— Amen, — сказала Таня, и даже Дуся кивнула, соглашаясь, после чего возникла официантка и положила перед Акимовым счет. Все расхохотались. Натикало им восемьдесят семь рублей с копейками; почтив их память минутой молчания, Таня спросила:
— Ну, а дальше?
— Дальше — не знаю, — признался Акимов.
— Дальше — надо идти домой, — подытожила Дуся. — А не хочется.
Да она все понимает, подумал Акимов, удивленно взглянув на Дусю: подперев щеку ладошкой, она задумчиво смотрела на пламя свечи.
— Неужели ее никак не удержать? — спросила она.
— Кого?
— Ну, эту — агапе. Неужели она всегда уходит?

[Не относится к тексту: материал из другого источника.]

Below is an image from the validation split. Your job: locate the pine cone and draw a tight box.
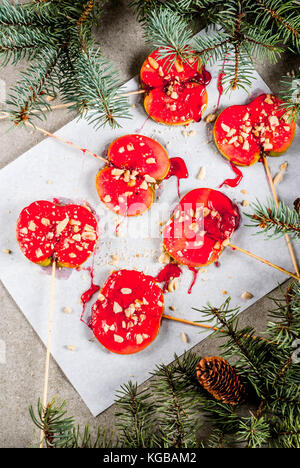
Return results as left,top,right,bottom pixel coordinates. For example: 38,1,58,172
196,356,246,405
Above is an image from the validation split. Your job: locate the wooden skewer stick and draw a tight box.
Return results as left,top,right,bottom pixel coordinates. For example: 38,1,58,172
227,243,300,281
25,122,107,163
262,154,300,276
162,314,225,333
40,261,56,448
0,89,146,120
162,314,269,342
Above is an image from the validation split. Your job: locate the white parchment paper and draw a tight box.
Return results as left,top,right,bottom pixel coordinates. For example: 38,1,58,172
0,55,300,415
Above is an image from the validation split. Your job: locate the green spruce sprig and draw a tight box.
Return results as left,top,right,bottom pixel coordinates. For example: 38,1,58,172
144,1,283,92
280,68,300,121
0,0,129,128
245,199,300,239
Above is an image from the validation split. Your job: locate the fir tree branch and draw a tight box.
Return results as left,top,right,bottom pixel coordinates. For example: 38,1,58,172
245,200,300,239
280,68,300,121
249,0,300,50
237,416,271,448
145,8,193,67
5,47,59,125
116,382,157,448
61,49,130,128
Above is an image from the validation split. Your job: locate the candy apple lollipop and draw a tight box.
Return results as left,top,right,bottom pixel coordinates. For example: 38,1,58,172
140,50,211,125
16,200,98,448
89,270,164,354
96,135,170,216
214,94,296,166
16,200,98,268
163,188,299,293
163,188,240,268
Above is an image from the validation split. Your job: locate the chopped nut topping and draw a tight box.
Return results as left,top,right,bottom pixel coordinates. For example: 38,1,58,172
41,218,50,226
56,215,69,235
205,114,217,123
28,221,36,231
203,206,210,218
114,334,124,343
243,141,250,151
221,122,230,133
168,278,178,292
148,57,159,70
135,333,144,344
158,252,170,264
226,128,236,138
146,158,156,164
144,174,156,184
111,168,124,176
82,231,97,240
35,248,43,258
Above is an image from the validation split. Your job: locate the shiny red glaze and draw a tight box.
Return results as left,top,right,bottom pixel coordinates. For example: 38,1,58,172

— Похоже, что так, — подтвердил Акимов тоном эксперта. — Вот мы сидим, как сидели когда-то они, по-братски делим жидкий хлеб и говорим о любви… Это странно, что мысль моя все время как бы бегает по кругу, но взгляните: на закате античности, в первоначальные христианские годы в память о последней вечере устраивались агапы — вечерние трапезы для всех членов общины… И там, за общей трапезой, братья и сестры старались остановить мгновенье — через вино и хлеб, плоть и кровь Спасителя приобщались к той самой вечере, ее прощальной, светлой печали, любви предзакатной и негасимой… Но даже они не смогли приручить агапе. Она ушла, потому что уходит всегда. Если ты, разумеется, не уходишь за ней, как святой Казюкас.
— Но почему?
— А потому, — Акимов развел руками. — В рассуждении агапе это выглядит так: они были запрещены уже к четвертому веку как пиршества, на которых, по весьма сдержанному определению, иногда случались беспорядки. Полагаю, им тоже не всегда удавалось остановиться на третьем бокале.
— Банально, — сказала Таня.
— Банально, — согласился он. — Стало быть, абсолютно универсально.
— Выходит, единственный способ не упустить агапе — это уйти? — спросила Дуся, и он прочитал в ее серых глазах не «уити», а «уехать».
— Отсюда, во всяком случае, уже пора, это точно, — ответил он. — А что касается агапе, Дусенька, то следование ей до добра не доводит. Ты, наверное, забыла, что я рассказывал о Казюкасе: он был одинок, как ни один человек в княжестве… — Это он говорил уже на ходу, сопровождая девушек к выходу.
На кухне горел свет — окно светило во двор, как жирная тускло-желтая точка в конце пути. Акимов с тяжелым безответным чувством поднимался по лестнице, а девицы смотрели на него сверху вниз, переминаясь на площадке под дверью. Сама квартира отозвалась на вторжение тишиной: в прихожей не было ни сапог Илоны, ни лисьей шубы. Не веря, Акимов обошел комнаты: не было Илоны. Ксюшка спала в гостиной поперек тахты, бессовестно спихнув на пол тигру и книжку; в кухне на столе стояла ополовиненная бутылка армянского коньяку со штампом от «Неринги», с торчащей из горлышка пунцовой, вяло пахнущей розой — прощальный жест рассерженной и не вполне трезвой гостьи; одинокая рюмка и пол-лимона на блюдечке дополняли этот сознательно оставленный/составленный натюрморт.
— Чудненько! — обрадовалась Таня, подсаживаясь к коньяку, а Дуся бросилась спасать розу с таким огорченным и отрешенным видом, что Акимову стало стыдно за Илону и за себя. Он принес вазу для розы, заодно прихватив еще две рюмки, и поставил чай.
— Нет, я все, я не буду, — сказала Дуся. — Я только чай.
Он следил за ней с беспокойством и нежностью: она бодрилась, пока возвращались из ресторана, пока шли пешком по безлюдным улочкам с капающим, стекающим по мокрой брусчатке светом, с липнущими к лицу паучьими лапками измороси, — а выше, под фонарями, изморось вспыхивала серебряными иголками, плотным трассирующим огнем; бодрилась и сейчас, хотя в личике проглядывала отрешенность, усталая отрешенность, словно главное было сказано, сказано-сделано, произошло в ресторане, сильно натянулось и лопнуло, как лопается с электрическим треском нерв. Она посидела с ними, пока они пили по первой и по второй, потом ушла мыться и вышла к чаю уже в халатике — легкой, переливчатой вискозе, стекавшей по плечикам, груди, бедрам, как стекает по выточенному, отполированному ложу горный ручей. Акимов, не в силах смотреть на этот бликующий, благоухающий шелкопад, налил по третьей.